Kirsten Brazier uses annual event to entice more of her sex to choose a career in aviation and aerospace

From wheels to floats and skis to skids, Kirsten Brazier is a rare breed in Richmond and  B.C. who’s criss-crossed Canada more times than she cares to remember during her 20 years in the cockpit of all manner of flying machines.

Rare — because she’s a woman; a female pilot no less.

Brazier is frequently on the receiving end of double-takes when she tells people what she does for a living, despite being in possession of airline transport ratings for both aeroplanes and helicopters — in other words, just about the only contraption she’s not qualified to take to the skies in is the space shuttle.

The public’s reaction is hardly surprising, given that, out of 24,505 professional pilots in Canada, only 1,356 of them, less than six per cent, are women and out of 19,601 aircraft engineers, only 560 are women.

And Brazier recognizes that heavily-weighted statistic feeds into people’s expectations that, every time they visit an airport, they anticipate looking out of the window at their flight gate to see men refueling the aircraft, inspecting the fuselage or going through pre-flight checks in the cockpit.

Unlike other previously male-dominated professions, Richmond’s frequent flyer said there’s no apparent reason for the men to outnumber their female counterparts so gratuously in the airline industry.

It’s a trend Brazier has been putting the flaps on for the last three years, thanks to her unique event, called “The Sky’s No Limit – Girls Fly Too!,” which has been streamlined to plant the seed of aviation and aerospace into the minds of thousands of young girls and women alike.

“A lot of people have tried to figure out why it’s still the case, but no one has really come up with answers as to why so few women are in the industry,” said Brazier, who spent much of her life in Richmond, either growing up or living in the city or working at YVR, where she learned to fly.

“It’s not as if women are not welcome; it’s certainly not been like that from my experience.

“I think people just expect to still see men in those positions.
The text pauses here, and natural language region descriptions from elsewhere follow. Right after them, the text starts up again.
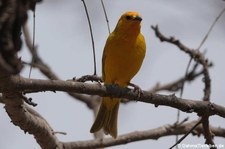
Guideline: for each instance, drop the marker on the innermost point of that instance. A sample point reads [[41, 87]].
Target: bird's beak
[[138, 18]]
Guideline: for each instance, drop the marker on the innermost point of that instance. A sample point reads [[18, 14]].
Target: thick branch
[[30, 121], [185, 105], [154, 134]]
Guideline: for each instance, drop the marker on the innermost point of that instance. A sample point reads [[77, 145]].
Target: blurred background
[[64, 43]]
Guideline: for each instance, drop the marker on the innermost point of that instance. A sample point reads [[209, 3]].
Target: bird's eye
[[128, 17]]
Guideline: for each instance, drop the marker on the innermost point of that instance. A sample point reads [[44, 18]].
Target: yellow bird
[[122, 58]]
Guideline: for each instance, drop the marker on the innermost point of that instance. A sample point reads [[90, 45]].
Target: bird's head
[[129, 21]]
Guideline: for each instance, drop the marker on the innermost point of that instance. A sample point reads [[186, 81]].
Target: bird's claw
[[93, 78], [136, 89]]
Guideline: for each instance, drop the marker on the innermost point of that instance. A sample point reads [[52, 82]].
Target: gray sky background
[[64, 43]]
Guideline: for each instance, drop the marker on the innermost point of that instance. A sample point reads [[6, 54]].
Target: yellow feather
[[122, 58]]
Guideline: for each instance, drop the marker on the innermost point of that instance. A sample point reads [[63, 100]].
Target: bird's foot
[[136, 89], [92, 78]]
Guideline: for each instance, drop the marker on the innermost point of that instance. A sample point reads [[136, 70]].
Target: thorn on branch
[[29, 101]]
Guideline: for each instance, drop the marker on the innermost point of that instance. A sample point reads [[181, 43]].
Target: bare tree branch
[[195, 54], [166, 130], [16, 83]]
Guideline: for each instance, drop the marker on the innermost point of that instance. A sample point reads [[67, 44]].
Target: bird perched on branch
[[122, 58]]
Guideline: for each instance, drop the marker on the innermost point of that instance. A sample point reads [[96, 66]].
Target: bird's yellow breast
[[122, 58]]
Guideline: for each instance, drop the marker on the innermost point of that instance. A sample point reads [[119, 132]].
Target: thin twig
[[92, 36], [106, 17], [33, 42], [187, 133]]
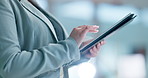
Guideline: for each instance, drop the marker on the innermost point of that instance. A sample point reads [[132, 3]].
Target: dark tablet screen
[[127, 19]]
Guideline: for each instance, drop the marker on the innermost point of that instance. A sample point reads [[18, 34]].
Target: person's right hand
[[80, 32]]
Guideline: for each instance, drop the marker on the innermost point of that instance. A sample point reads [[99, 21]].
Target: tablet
[[124, 21]]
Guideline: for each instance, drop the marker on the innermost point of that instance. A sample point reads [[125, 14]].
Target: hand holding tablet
[[127, 19]]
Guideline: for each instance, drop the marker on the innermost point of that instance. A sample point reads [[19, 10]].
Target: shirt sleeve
[[17, 63]]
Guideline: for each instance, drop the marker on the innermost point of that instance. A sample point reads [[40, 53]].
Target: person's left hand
[[92, 52]]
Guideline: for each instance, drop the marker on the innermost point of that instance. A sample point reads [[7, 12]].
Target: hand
[[92, 52], [80, 32]]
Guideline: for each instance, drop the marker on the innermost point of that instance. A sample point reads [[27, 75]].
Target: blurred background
[[125, 54]]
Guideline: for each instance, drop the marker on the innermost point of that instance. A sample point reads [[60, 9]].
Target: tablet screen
[[124, 21]]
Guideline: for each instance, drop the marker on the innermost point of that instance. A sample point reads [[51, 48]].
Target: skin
[[79, 34]]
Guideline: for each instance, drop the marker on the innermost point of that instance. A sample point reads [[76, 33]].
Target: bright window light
[[86, 70]]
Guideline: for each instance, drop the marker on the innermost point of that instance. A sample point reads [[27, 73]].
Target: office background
[[125, 54]]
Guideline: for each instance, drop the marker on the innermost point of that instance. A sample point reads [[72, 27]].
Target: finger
[[94, 49], [93, 53], [98, 46], [93, 31]]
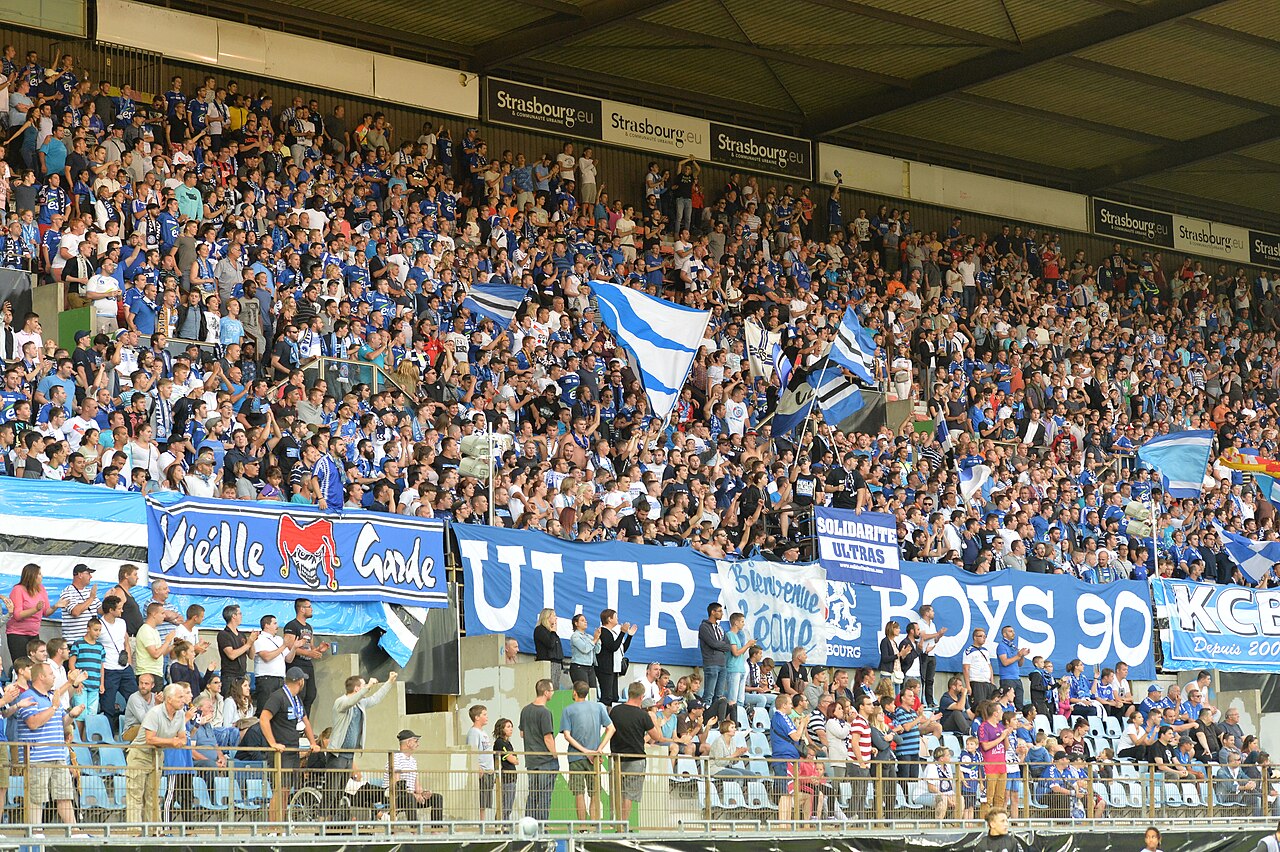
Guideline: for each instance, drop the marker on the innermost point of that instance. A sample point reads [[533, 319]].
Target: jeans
[[117, 682], [684, 214], [714, 683], [736, 687], [538, 802]]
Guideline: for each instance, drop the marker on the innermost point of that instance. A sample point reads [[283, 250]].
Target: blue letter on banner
[[284, 552]]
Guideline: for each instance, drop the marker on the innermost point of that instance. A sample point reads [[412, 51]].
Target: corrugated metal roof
[[1008, 134], [1110, 100]]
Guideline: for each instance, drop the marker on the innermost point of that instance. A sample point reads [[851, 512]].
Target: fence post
[[707, 787], [391, 786]]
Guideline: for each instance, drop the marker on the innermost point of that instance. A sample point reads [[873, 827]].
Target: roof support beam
[[1061, 42], [748, 49], [1180, 154], [959, 33], [522, 42]]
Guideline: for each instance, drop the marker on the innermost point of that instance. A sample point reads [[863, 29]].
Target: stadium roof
[[1165, 101]]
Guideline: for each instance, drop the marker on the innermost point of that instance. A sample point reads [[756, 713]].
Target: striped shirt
[[88, 659], [74, 626], [48, 743]]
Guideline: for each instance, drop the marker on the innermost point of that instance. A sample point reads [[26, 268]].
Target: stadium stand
[[283, 310]]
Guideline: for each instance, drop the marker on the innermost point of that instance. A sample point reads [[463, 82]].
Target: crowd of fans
[[268, 238]]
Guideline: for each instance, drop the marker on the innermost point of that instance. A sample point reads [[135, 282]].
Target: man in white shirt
[[270, 658], [104, 292]]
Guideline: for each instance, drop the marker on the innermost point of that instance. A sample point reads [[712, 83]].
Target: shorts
[[49, 781], [584, 779], [87, 699], [632, 779]]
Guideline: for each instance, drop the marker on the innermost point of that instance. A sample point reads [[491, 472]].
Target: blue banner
[[512, 575], [1055, 615], [283, 552], [1230, 628], [858, 548]]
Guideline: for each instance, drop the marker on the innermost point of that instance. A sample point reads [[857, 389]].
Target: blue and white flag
[[1180, 458], [498, 302], [1255, 558], [661, 337], [855, 349], [1269, 486], [839, 395], [781, 366]]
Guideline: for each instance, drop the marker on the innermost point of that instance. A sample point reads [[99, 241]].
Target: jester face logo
[[309, 549]]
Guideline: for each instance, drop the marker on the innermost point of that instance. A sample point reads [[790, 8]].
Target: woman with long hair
[[28, 603]]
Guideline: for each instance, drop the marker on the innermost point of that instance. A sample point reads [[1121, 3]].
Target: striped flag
[[1180, 458], [661, 337], [839, 395], [855, 349], [498, 302]]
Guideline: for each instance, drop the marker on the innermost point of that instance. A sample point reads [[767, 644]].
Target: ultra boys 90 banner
[[1055, 615], [1233, 628], [286, 552]]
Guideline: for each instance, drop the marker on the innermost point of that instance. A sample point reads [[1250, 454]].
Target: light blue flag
[[498, 302], [1180, 458], [855, 349], [661, 337]]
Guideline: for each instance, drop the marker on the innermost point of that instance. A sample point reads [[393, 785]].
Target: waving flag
[[1180, 458], [498, 302], [1255, 558], [759, 348], [855, 349], [662, 339], [782, 366]]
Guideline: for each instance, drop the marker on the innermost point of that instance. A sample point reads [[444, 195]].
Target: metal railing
[[117, 788]]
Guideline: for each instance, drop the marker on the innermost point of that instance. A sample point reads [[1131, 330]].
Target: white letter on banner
[[548, 564], [496, 619], [668, 573], [1191, 608], [937, 587], [1089, 603], [1226, 603], [612, 573], [1137, 651], [1269, 613], [1042, 599], [1002, 595]]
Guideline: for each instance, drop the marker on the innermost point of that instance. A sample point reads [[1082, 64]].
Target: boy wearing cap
[[283, 722], [406, 781]]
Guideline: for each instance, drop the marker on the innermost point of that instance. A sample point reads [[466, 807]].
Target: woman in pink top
[[993, 738], [28, 604]]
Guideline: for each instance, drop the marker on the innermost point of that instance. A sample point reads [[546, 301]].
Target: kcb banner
[[858, 548], [1233, 628], [284, 552]]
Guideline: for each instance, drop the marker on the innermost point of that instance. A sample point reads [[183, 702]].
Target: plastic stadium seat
[[97, 728], [732, 796]]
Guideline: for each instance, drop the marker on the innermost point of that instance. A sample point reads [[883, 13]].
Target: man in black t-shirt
[[300, 639], [234, 649], [632, 724], [283, 722]]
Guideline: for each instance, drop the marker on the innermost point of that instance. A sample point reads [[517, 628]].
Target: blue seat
[[97, 728]]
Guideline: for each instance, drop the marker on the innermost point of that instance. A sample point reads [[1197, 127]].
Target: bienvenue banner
[[858, 548], [284, 552], [1233, 628], [1055, 615]]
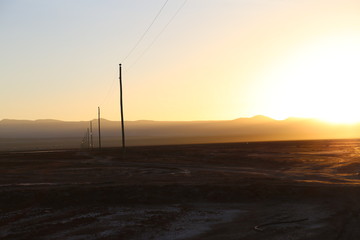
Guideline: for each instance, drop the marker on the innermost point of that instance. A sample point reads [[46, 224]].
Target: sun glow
[[320, 80]]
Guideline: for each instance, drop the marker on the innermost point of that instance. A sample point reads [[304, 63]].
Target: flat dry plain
[[259, 190]]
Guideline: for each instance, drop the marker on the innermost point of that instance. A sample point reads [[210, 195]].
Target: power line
[[157, 36], [146, 31]]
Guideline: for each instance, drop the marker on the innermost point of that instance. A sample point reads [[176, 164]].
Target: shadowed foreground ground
[[273, 190]]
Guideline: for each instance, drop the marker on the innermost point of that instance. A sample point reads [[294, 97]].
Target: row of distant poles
[[88, 142]]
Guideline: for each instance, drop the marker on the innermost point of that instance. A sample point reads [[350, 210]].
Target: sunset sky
[[199, 60]]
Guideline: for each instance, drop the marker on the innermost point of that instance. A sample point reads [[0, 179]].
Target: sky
[[181, 60]]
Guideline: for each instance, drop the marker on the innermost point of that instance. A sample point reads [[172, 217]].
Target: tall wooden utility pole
[[99, 128], [121, 110], [88, 137]]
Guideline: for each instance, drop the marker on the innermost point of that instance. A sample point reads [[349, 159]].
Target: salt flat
[[289, 190]]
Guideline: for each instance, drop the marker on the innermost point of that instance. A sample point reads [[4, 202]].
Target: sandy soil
[[269, 190]]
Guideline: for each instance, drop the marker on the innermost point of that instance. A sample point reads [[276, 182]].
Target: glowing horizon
[[277, 59]]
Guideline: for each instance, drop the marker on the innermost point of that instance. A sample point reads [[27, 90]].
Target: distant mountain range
[[144, 132]]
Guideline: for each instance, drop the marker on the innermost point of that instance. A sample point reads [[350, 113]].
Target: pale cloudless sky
[[217, 59]]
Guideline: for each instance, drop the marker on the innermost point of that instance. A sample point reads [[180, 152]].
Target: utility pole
[[91, 138], [99, 128], [88, 137], [121, 110]]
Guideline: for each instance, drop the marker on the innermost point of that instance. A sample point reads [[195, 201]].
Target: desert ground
[[257, 190]]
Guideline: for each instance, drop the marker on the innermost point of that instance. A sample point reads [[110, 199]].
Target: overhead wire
[[134, 47], [159, 34], [146, 31]]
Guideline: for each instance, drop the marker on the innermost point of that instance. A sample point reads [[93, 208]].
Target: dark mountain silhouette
[[146, 132]]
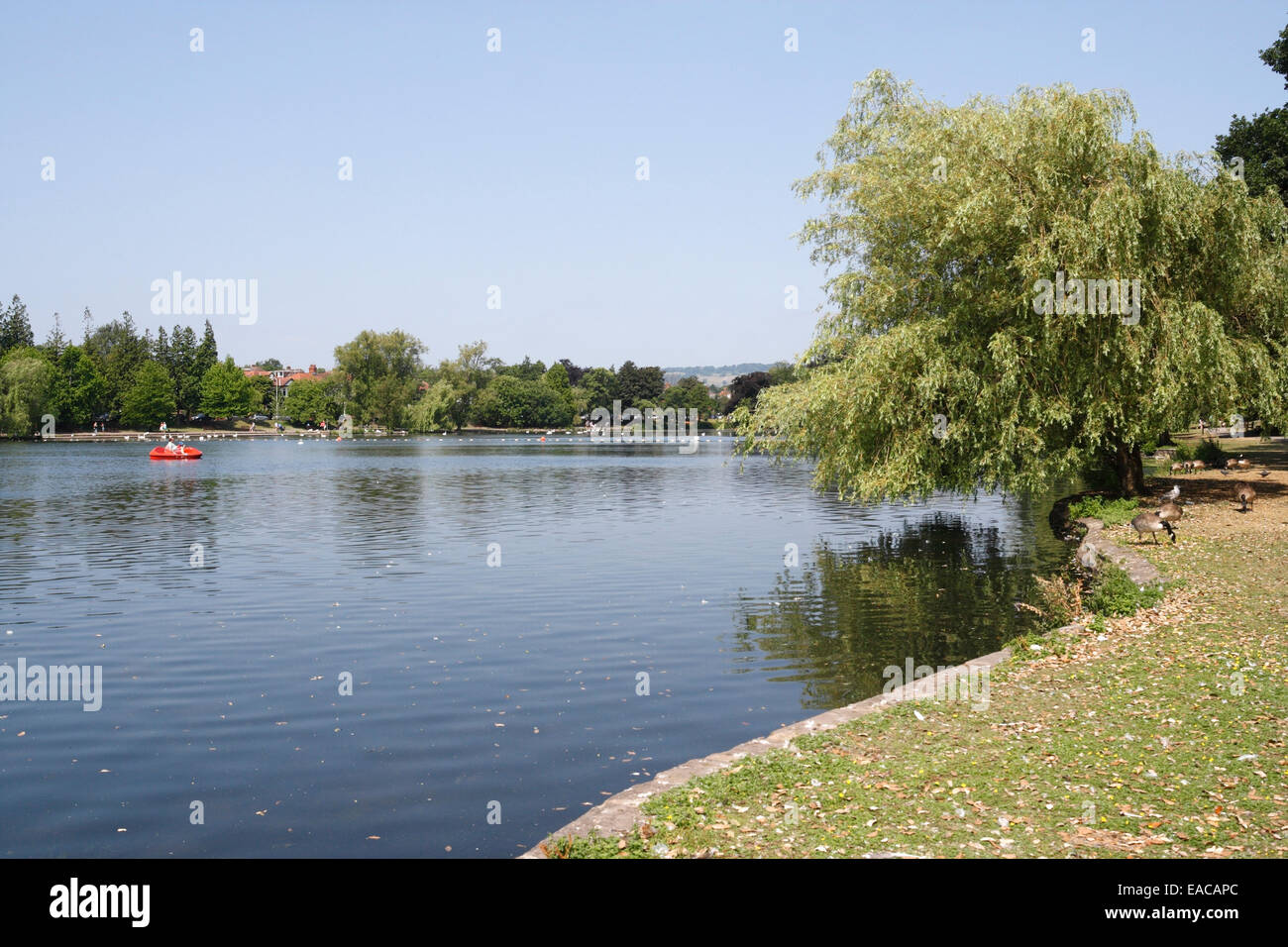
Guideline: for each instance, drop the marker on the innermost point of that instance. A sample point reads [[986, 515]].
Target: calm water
[[472, 684]]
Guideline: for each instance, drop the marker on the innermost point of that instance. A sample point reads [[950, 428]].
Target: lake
[[493, 600]]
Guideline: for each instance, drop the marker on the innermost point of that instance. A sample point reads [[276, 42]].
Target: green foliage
[[1109, 512], [1261, 142], [1210, 453], [1113, 592], [263, 386], [308, 401], [600, 388], [938, 223], [639, 386], [150, 397], [437, 410], [226, 392], [557, 377], [690, 393], [26, 390], [117, 351], [381, 373], [511, 402], [80, 392]]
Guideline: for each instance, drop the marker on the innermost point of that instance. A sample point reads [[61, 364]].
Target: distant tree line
[[120, 376], [115, 375]]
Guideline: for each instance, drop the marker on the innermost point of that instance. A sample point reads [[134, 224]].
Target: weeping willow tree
[[975, 339]]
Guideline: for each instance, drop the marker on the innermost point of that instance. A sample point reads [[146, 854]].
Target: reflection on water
[[938, 592], [513, 682]]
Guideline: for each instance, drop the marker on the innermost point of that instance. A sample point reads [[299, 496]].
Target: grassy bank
[[1155, 735]]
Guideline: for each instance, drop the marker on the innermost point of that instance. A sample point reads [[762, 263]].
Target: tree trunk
[[1129, 470]]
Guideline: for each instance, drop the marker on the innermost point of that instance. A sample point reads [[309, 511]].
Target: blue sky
[[513, 169]]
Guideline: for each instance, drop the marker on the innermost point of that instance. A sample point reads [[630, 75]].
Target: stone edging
[[621, 813]]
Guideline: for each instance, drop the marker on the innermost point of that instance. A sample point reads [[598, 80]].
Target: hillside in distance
[[713, 373]]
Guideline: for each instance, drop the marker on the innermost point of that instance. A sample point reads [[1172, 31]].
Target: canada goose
[[1153, 525], [1244, 495]]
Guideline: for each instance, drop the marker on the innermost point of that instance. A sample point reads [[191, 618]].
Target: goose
[[1153, 525], [1244, 495]]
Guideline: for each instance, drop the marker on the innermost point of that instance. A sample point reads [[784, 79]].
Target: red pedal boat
[[181, 454]]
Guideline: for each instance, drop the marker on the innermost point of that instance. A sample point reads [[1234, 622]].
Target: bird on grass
[[1153, 525], [1244, 495]]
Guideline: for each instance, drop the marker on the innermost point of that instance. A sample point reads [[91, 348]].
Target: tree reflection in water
[[939, 591]]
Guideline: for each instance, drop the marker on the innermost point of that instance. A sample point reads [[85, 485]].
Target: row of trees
[[119, 375], [938, 368], [380, 376], [114, 375]]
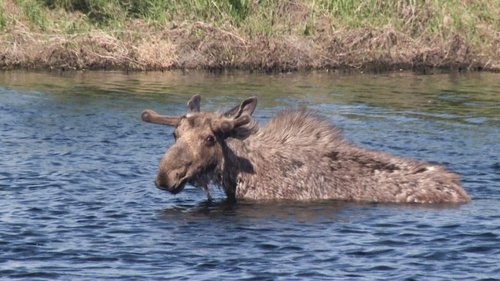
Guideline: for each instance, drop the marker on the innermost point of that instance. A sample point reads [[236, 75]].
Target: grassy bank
[[250, 34]]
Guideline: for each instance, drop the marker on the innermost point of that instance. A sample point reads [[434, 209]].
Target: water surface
[[77, 200]]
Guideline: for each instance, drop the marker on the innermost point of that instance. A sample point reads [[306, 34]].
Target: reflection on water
[[77, 200]]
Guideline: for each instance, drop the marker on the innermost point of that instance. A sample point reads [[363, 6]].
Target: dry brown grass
[[199, 45]]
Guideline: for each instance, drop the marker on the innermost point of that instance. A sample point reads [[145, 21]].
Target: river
[[77, 199]]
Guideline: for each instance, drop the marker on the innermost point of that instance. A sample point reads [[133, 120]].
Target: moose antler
[[194, 104], [150, 116]]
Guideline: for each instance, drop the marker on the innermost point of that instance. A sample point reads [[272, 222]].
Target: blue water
[[77, 199]]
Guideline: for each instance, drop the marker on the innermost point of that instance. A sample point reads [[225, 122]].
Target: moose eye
[[210, 140]]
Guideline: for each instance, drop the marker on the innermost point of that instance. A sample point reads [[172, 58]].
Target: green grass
[[272, 17], [426, 22]]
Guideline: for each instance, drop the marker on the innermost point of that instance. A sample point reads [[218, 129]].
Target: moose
[[296, 156]]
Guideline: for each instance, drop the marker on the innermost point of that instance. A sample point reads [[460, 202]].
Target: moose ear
[[246, 107], [226, 126], [194, 104]]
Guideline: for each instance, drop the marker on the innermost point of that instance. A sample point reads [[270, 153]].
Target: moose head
[[199, 143]]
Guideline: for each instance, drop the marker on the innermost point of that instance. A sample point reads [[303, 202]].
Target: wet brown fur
[[296, 156]]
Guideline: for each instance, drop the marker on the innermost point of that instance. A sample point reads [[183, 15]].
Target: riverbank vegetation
[[269, 35]]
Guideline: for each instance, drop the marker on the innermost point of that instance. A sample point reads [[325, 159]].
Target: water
[[77, 200]]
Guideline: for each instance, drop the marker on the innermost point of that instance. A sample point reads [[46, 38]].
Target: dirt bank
[[201, 45]]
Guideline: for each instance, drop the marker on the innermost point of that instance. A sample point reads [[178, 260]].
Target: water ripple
[[77, 200]]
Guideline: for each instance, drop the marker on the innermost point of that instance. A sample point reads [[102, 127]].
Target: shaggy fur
[[298, 156]]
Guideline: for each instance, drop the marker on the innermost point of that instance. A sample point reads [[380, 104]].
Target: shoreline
[[299, 38]]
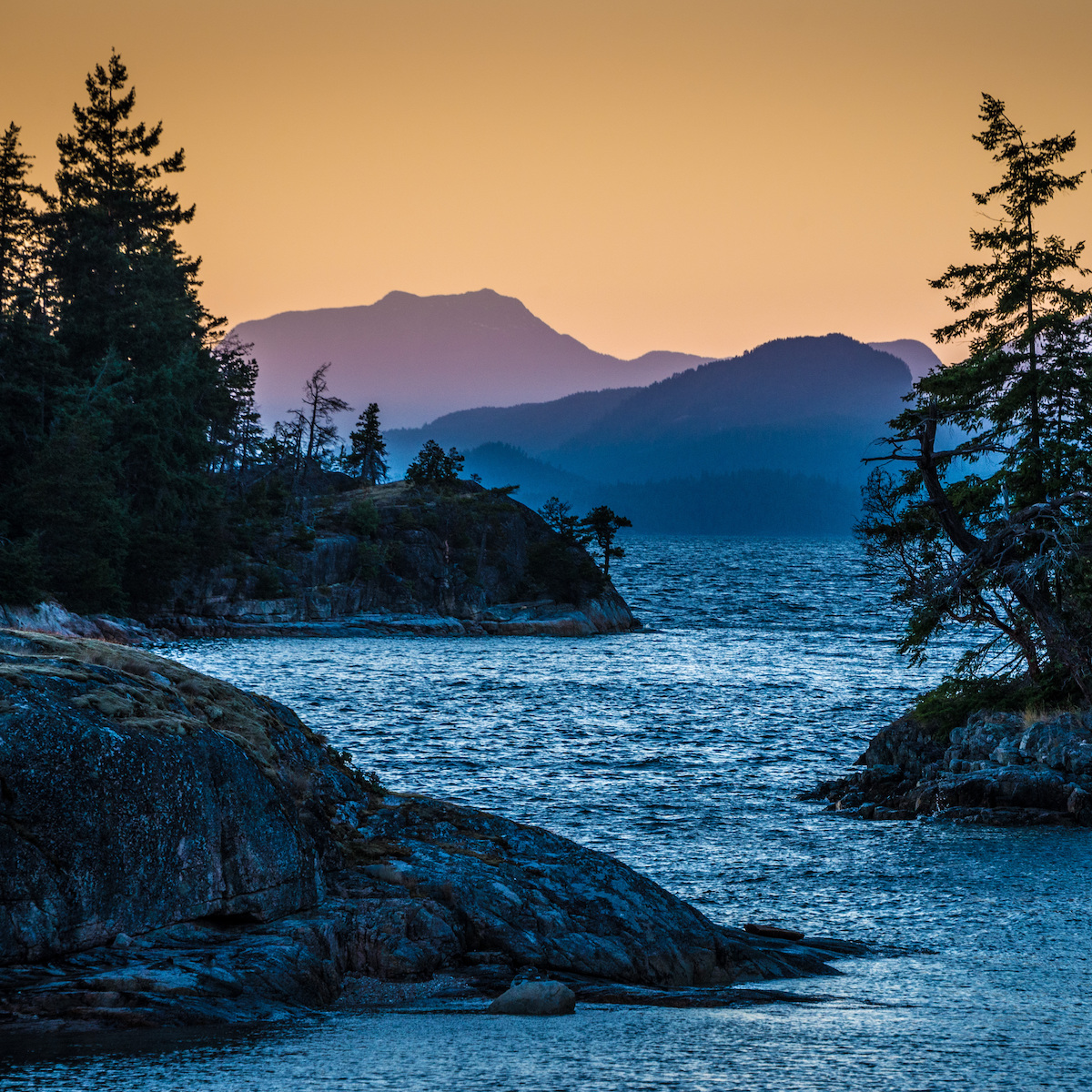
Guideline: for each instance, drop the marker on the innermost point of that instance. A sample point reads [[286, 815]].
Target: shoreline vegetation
[[136, 479]]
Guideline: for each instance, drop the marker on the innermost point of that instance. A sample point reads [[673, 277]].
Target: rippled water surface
[[765, 665]]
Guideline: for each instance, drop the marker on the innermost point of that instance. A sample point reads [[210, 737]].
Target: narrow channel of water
[[767, 664]]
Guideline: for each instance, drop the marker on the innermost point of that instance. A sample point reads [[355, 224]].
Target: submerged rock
[[178, 851], [999, 769], [539, 998]]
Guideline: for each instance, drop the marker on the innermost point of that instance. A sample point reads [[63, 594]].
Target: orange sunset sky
[[693, 176]]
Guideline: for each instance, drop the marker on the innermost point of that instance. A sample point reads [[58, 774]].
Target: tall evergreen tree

Women just assume, like everyone else, that it’s going to be a man.”

That could all change, however, thanks to Brazier’s free event in March at Abbotsford Airport, where women can, amongst many things, fly a small aircraft for the first time or grab a rivet gun and drive a bolt into an actual aircraft if they feel like it.

Held in the first two years in Yellowknife, before moving south to Langley last year, Brazier’s “baby” has grown out of all recognition.

In the process, it broke global records for women’s outreach events into the aviation industry with 6,000 girls and women attending last time around, with many of them getting behind the controls of an airplane for the first time and taking to the skies.

“When people come to our events, it’s a unique experience that could spark a career,” explained Brazier.

“When they step out of the plane after that first flying experience, their enthusiasm is infectious and it spreads through everyone around them.

“You can sit in a cockpit or you can pick up a rivet gun or you can learn how to take part in a rescue. The RCMP are also sending their first and only female helicopter pilot.”

They’ll also be able to walk on the moon and explore space with Starlab 2.0, the portable planetarium presented by H.R. MacMillan Space Centre.

Brazier can still recall her first flying experience — as a seven-year-old, she got behind the controls of a Cessna 180 on floats in Manitoba.

But it wasn’t until, as a city girl, with no skills to speak of, she took her first flying lesson in 1992 and got her licence the following year that she really knew her life belonged in the sky.

“Don’t get me wrong, you will encounter resistance to change in any place where there are traditional roles, whether it be through your skin colour, your hair or your sex,” she said. “We’re not saying it’s easy, but women are very welcome in the industry and what I’m trying to do is redress that balance and say, ‘this is a very cool industry and we are here if you want to try it’.”

The Sky’s No Limit – Girls Fly Too! is a free event that runs March 7 and 8 at Abbotsford Airport.

Although the focus is on females, men are very welcome, said Brazier, but women wanting to try flying need to register in advance.

She’s also in urgent need of volunteers of both sexes to help out on the day.